The three executives identified determining valuation as one of the key challenges with digital currencies. Others include identifying, monitoring, and managing risks such as financial integrity risks for exchanges and wallets. Lack of investor protection and inaccurate disclosure for some stablecoins also pose challenges that ‘defy regulators.’
The IMF executives believe the solution lies in a unified regulatory approach. They think that the Financial Stability Board (FSB) should develop a global framework comprising standards for digital currencies.

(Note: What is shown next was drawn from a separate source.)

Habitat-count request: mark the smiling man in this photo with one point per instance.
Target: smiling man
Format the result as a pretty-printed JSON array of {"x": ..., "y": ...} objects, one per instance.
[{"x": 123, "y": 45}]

“The objective should be to provide a comprehensive and coordinated approach to managing risks to financial stability and market conduct that can be consistently applied across jurisdictions, while minimizing the potential for regulatory arbitrage, or moving activity to jurisdictions with easier requirements,” they said.
Currently, most countries are working on their own isolated national regulatory approaches. However, with digital currencies being cross-border and cross-sector, such approaches are unlikely to be comprehensive, the IMF believes. “Importantly, many crypto service providers operate across borders, making the task for supervision and enforcement more difficult. Uncoordinated regulatory measures may facilitate potentially destabilizing capital flows.”
The IMF’s recommendations for the best way to regulate the industry is first to license all digital currency service providers. These include storage, custody, transfer, and settlement services.
The Washington-based organization also believes that digital currency service providers must abide by the pre-existing rules for the specific sectors they operate in.
“For example, services and products for investments should have requirements similar to those of securities brokers and dealers, overseen by the securities regulator,” the officials noted.